Ficou assim no resumo do informativo original:

Havendo desconsideração da personalidade jurídica, em proveito de sócio morador de imóvel de titularidade da sociedade empresária devedora, poderão ser executados bens pessoais dos sócios até o limite do valor de mercado do bem subtraído da execução, independentemente do preenchimento de requisitos como má-fé e desvio de finalidade previstos no caput do art. 50 do Código Civil.

STJ. 4ª Turma. REsp 1.514.567-SP, Rel. Min. Maria Isabel Gallotti, julgado em 14/3/2023 (Info 12 – Edição Extraordinária).

 

Confira trechos da ementa oficial:

(...) 1. A autonomia patrimonial da sociedade, princípio basilar do direito societário, configura via de mão dupla, de modo a proteger, nos termos da legislação de regência, o patrimônio dos sócios e da própria pessoa jurídica (e seus eventuais credores).

2. "A impenhorabilidade da Lei nº 8.009/90, ainda que tenha como destinatários as pessoas físicas, merece ser aplicada a certas pessoas jurídicas, às firmas individuais, às pequenas empresas com conotação familiar, por exemplo, por haver identidade de patrimônios." (FACHIN, Luiz Edson. "Estatuto Jurídico do Patrimônio Mínimo", Rio de Janeiro, Renovar, 2001, p. 154).

3. A desconsideração parcial da personalidade da empresa proprietária para a subtração do imóvel de moradia do sócio do patrimônio social apto a responder pelas obrigações sociais deve ocorrer em situações particulares, quando evidenciada confusão entre o patrimônio da empresa familiar e o patrimônio pessoal dos sócios.

4. Impõe-se também a demonstração da boa-fé do sócio morador, que se infere de circunstâncias a serem aferidas caso a caso, como ser o imóvel de residência habitual da família, desde antes do vencimento da dívida.

5. Havendo desconsideração da personalidade em proveito de sócio morador de imóvel de titularidade da sociedade, haverá, na prática, desfalque do patrimônio social garantidor do cumprimento das obrigações da pessoa jurídica e, portanto, sendo a desconsideração via de mão dupla, poderão ser executados bens pessoais dos sócios até o limite do valor de mercado do bem subtraído à execução, independentemente do preenchimento de requisitos como má-fé e desvio de finalidade previstos no caput do art. 50 do Código Civil.
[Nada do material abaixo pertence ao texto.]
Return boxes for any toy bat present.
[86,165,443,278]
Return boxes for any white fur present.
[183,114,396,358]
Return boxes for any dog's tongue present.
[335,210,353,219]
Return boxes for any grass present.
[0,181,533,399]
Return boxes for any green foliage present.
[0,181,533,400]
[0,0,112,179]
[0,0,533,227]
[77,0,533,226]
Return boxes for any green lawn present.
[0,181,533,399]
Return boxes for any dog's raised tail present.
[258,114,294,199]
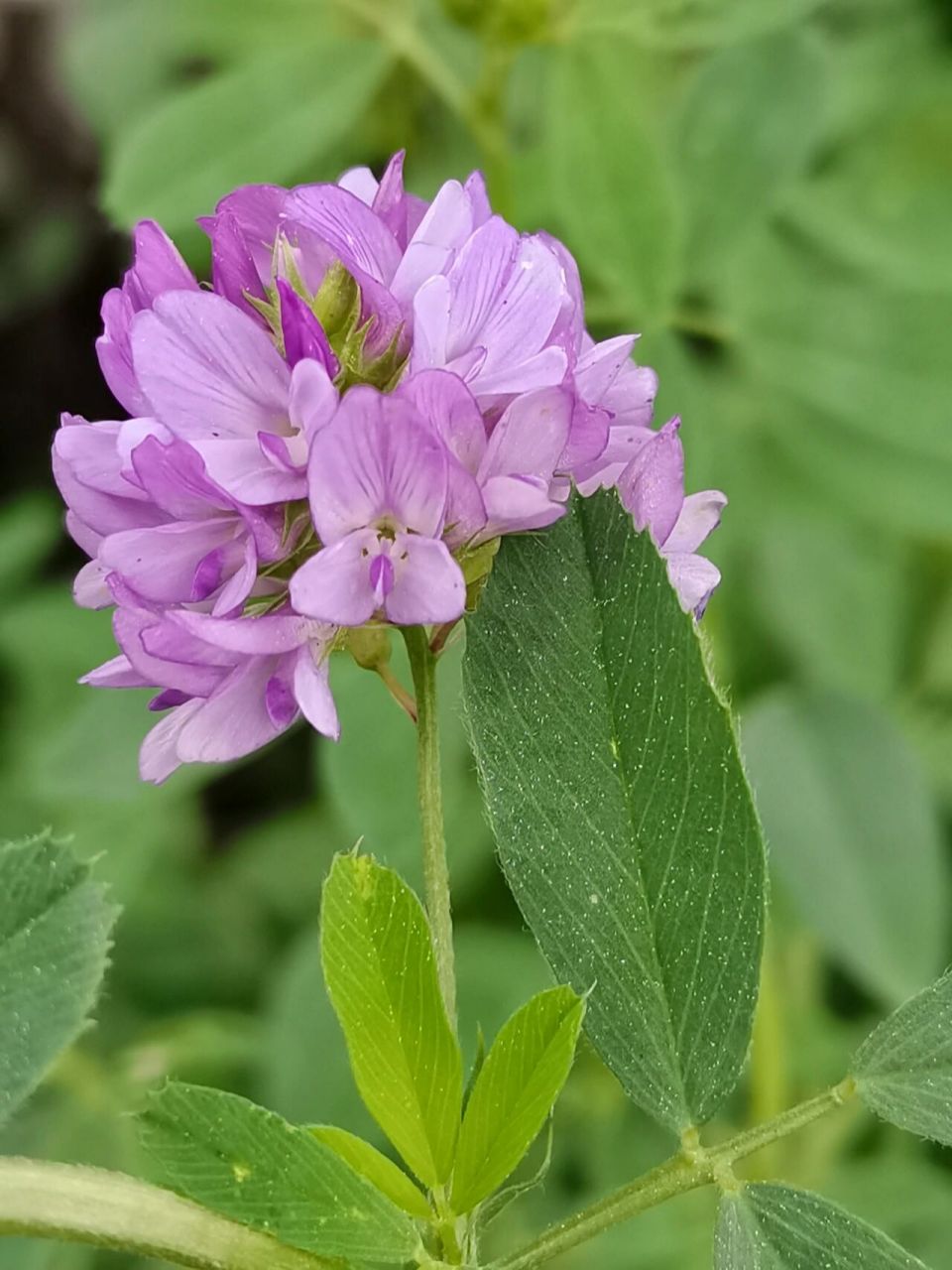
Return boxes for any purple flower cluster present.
[54,155,725,781]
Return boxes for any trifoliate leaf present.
[0,834,117,1123]
[464,494,765,1131]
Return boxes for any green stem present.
[404,626,456,1028]
[493,1080,856,1270]
[0,1158,332,1270]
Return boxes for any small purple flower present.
[60,154,726,781]
[291,387,466,626]
[618,418,727,617]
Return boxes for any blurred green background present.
[0,0,952,1270]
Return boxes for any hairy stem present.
[404,626,456,1026]
[0,1158,331,1270]
[493,1080,856,1270]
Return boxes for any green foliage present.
[0,834,117,1124]
[103,37,387,232]
[576,0,822,50]
[853,974,952,1147]
[678,28,828,281]
[140,1083,418,1262]
[543,42,678,320]
[464,494,765,1130]
[309,1124,432,1221]
[743,690,949,1003]
[318,639,493,898]
[321,854,462,1188]
[715,1184,925,1270]
[452,988,585,1212]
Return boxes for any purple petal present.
[113,608,234,698]
[122,221,198,313]
[291,530,377,626]
[54,416,149,503]
[289,359,337,437]
[557,399,612,471]
[172,611,334,654]
[295,644,340,740]
[337,168,380,207]
[308,386,447,543]
[177,657,292,763]
[277,278,340,378]
[575,335,638,405]
[131,437,234,521]
[283,186,400,283]
[80,653,150,689]
[203,212,271,314]
[618,418,684,546]
[264,675,298,731]
[395,371,486,473]
[99,517,242,604]
[205,186,289,286]
[132,291,291,440]
[72,560,113,608]
[189,437,307,507]
[574,425,657,498]
[149,689,193,712]
[205,535,258,617]
[479,476,565,541]
[96,287,150,414]
[385,534,466,626]
[479,389,572,484]
[662,553,721,618]
[663,489,727,555]
[139,698,204,785]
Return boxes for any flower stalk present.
[0,1158,331,1270]
[403,626,456,1028]
[491,1079,856,1270]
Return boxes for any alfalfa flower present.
[54,155,725,780]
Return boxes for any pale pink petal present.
[139,698,204,785]
[663,489,727,555]
[132,291,291,440]
[294,644,340,740]
[385,534,466,626]
[479,389,572,482]
[291,530,377,626]
[177,657,294,763]
[661,553,721,617]
[618,418,684,546]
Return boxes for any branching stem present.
[403,626,456,1028]
[0,1158,334,1270]
[491,1080,856,1270]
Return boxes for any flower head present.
[54,154,725,781]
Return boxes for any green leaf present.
[103,36,387,232]
[321,856,462,1188]
[309,1124,432,1221]
[785,82,952,294]
[0,834,118,1124]
[317,640,493,902]
[452,988,585,1212]
[574,0,822,52]
[743,689,952,1003]
[464,494,765,1130]
[715,1183,926,1270]
[731,235,952,537]
[751,508,908,701]
[140,1083,418,1262]
[676,31,826,277]
[542,42,679,320]
[0,494,62,593]
[853,974,952,1147]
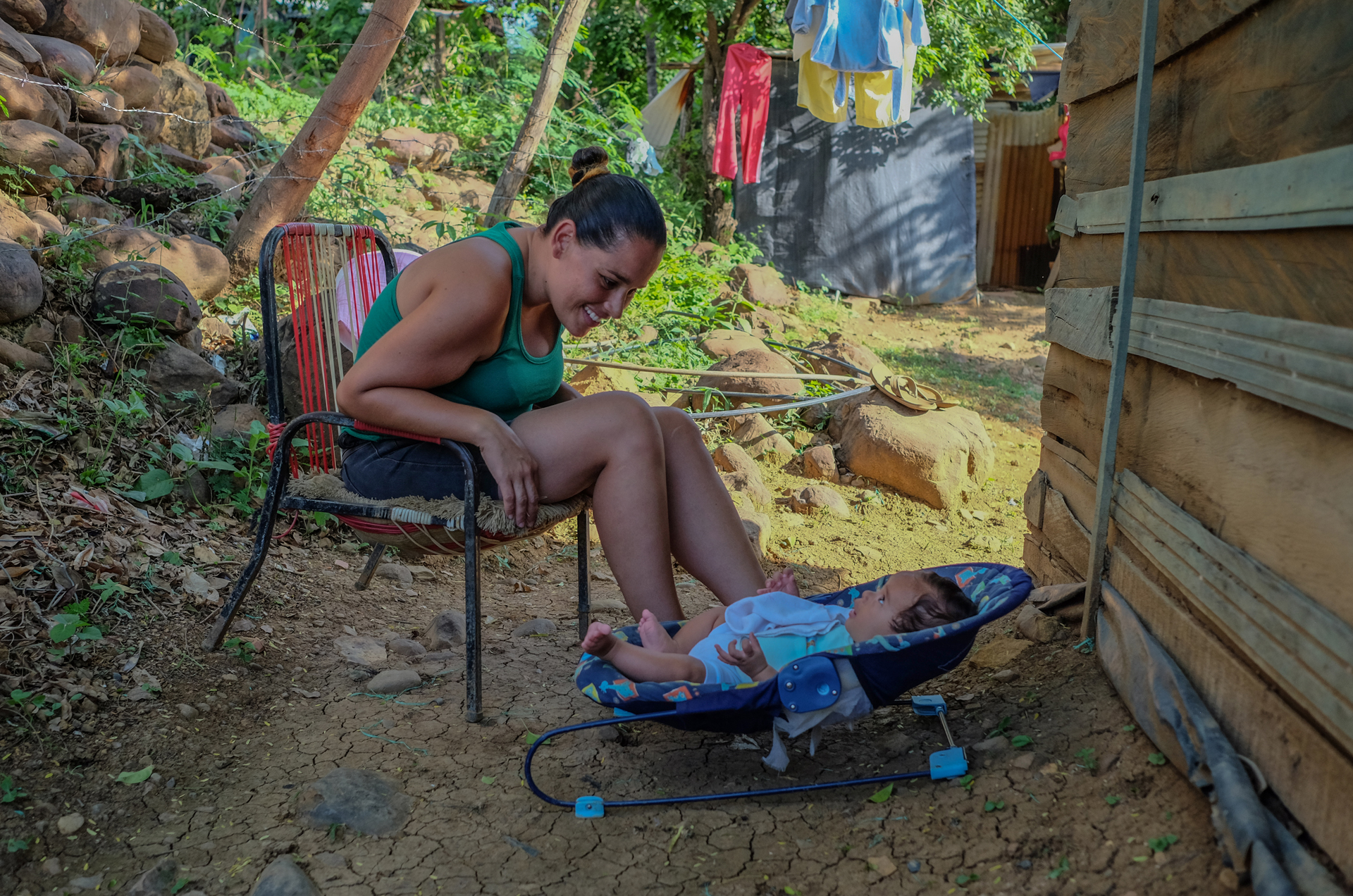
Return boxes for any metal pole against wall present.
[1081,0,1159,637]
A confusão patrimonial entre a sociedade familiar e o sócio morador, base para o benefício, será igualmente o fundamento para a eventual excussão de bens particulares dos sócios.

6. Recurso especial provido para o retorno dos autos à origem, onde deve ser apreciada a prova dos autos a respeito da alegação de residência dos sócios da empresa devedora no imóvel.